Ainsi, malgré la distinction qu'elle fait entre les problèmes d'envergure municipale et les questions qui touchent la société « au sens large », la Cour n'explique pas comment un problème de santé publique peut avoir une dimension purement « locale » ni comment une problématique environnementale de grande envergure comme l'usage des pesticides, qui mérite selon certains une interdiction, devient subitement une problématique « locale ».
En ce qui concerne la question des conflits avec les lois provinciales et fédérales, la Cour a appliqué une règle qui limite les cas d'incompatibilité entre un règlement municipal et une loi émanant d'un ordre de gouvernement supérieur, c'est-à-dire une Législature ou le Parlement. Ce choix témoigne de la volonté de la Cour de permettre l'application la plus large possible des règles de droit adoptées par les différents ordres de gouvernement pour protéger l'environnement, même si cela doit avoir pour effet de neutraliser l'application du droit provincial. Ainsi, une personne qui se donne la peine de suivre un cours de formation, d'obtenir un certificat de compétence et de se procurer (moyennant le paiement de droits) un permis d'utilisation de pesticides sur son terrain, verra son permis et son certificat « stérilisés » par l'interdiction d'utiliser des pesticides imposée par la municipalité.
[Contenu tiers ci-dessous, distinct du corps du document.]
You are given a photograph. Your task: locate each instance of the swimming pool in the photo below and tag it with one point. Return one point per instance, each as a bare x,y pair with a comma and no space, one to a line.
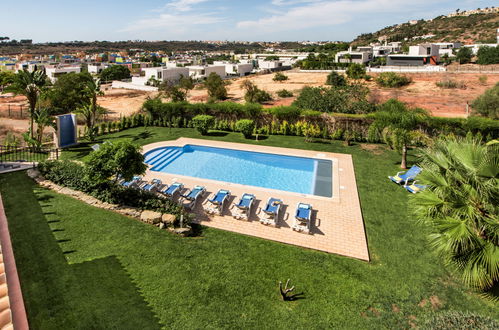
295,174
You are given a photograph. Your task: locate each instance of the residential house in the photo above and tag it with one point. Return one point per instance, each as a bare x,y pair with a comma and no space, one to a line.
54,72
203,71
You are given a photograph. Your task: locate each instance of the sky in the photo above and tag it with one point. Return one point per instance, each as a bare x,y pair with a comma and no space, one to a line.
257,20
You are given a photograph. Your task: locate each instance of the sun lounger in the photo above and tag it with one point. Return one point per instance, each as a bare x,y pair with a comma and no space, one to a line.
190,199
303,218
271,213
152,186
415,188
134,183
216,204
410,175
172,190
242,210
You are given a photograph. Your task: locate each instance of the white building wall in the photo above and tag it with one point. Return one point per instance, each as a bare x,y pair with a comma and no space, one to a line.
53,73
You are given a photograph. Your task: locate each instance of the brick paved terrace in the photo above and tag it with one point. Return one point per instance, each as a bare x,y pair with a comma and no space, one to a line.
337,223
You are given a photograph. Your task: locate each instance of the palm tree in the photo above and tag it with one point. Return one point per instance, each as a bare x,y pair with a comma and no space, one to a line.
31,85
399,126
460,206
42,118
91,112
92,89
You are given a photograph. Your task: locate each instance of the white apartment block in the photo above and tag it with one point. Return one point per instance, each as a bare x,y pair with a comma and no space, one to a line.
360,56
55,72
236,69
162,74
97,68
203,71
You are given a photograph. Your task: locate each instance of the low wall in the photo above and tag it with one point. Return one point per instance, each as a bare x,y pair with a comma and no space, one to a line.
128,85
12,311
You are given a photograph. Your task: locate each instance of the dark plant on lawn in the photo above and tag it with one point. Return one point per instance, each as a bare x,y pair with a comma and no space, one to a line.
399,125
119,160
461,206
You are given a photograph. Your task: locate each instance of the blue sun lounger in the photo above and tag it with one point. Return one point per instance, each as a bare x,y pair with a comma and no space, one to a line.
129,184
172,190
152,186
415,188
402,177
271,212
243,208
217,203
190,199
303,217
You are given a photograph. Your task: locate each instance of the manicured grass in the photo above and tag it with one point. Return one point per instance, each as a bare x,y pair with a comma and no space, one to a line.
83,267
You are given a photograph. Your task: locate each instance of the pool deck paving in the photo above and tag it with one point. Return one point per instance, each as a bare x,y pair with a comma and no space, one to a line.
337,223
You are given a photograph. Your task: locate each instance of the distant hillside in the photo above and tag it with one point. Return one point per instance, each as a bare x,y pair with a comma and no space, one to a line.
476,28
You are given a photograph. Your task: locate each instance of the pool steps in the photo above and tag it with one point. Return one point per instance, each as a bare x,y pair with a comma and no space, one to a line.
166,159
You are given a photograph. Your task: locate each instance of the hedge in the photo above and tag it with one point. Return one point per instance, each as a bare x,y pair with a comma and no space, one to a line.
73,175
290,120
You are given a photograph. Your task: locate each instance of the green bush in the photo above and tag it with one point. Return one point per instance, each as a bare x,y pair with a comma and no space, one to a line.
65,173
280,77
488,55
392,80
203,123
284,93
245,126
119,159
450,84
72,175
454,320
335,79
356,71
487,104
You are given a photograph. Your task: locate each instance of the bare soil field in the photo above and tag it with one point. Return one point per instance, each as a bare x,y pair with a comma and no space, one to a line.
123,102
422,92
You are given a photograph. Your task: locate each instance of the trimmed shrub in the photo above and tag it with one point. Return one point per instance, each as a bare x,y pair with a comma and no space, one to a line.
279,76
336,79
203,123
284,93
392,80
460,321
245,126
487,104
450,84
356,71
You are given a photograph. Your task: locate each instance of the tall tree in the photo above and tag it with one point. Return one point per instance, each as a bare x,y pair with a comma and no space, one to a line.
70,92
115,72
461,205
43,118
31,85
216,87
399,126
464,55
487,104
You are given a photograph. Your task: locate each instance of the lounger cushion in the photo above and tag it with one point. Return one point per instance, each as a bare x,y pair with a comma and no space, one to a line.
303,213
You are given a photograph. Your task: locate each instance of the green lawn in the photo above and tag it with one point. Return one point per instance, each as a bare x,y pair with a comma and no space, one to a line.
82,267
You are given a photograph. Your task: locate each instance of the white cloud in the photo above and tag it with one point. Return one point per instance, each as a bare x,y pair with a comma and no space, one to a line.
174,22
291,2
183,5
177,16
320,13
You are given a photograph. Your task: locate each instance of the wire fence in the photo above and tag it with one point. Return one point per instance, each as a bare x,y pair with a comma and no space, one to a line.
14,111
27,154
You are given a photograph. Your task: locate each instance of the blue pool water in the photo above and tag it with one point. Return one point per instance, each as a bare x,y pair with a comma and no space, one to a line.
295,174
En dernière analyse, vu la nature de la problématique des pesticides et les préoccupations de santé publique et de protection de l'environnement que celle-ci suscite, le gouvernement du Québec se doit d'adopter un Code de gestion des pesticides énonçant des normes et des conditions d'utilisation des pesticides aptes à favoriser une certaine harmonie entre la législation provinciale, la législation fédérale et la réglementation municipale et à protéger la qualité de l'environnement et la santé des citoyens.
[i]. 2001 CSC 40.
[ii]. L.R.Q., c. C-19.
[iii]. L.R.Q., c. P-9.3.
[iv]. L.R.Q. (1985), ch.P-9.
[v]. Multiple Access c. McCutcheon, [1982] 2 R.C.S. 161.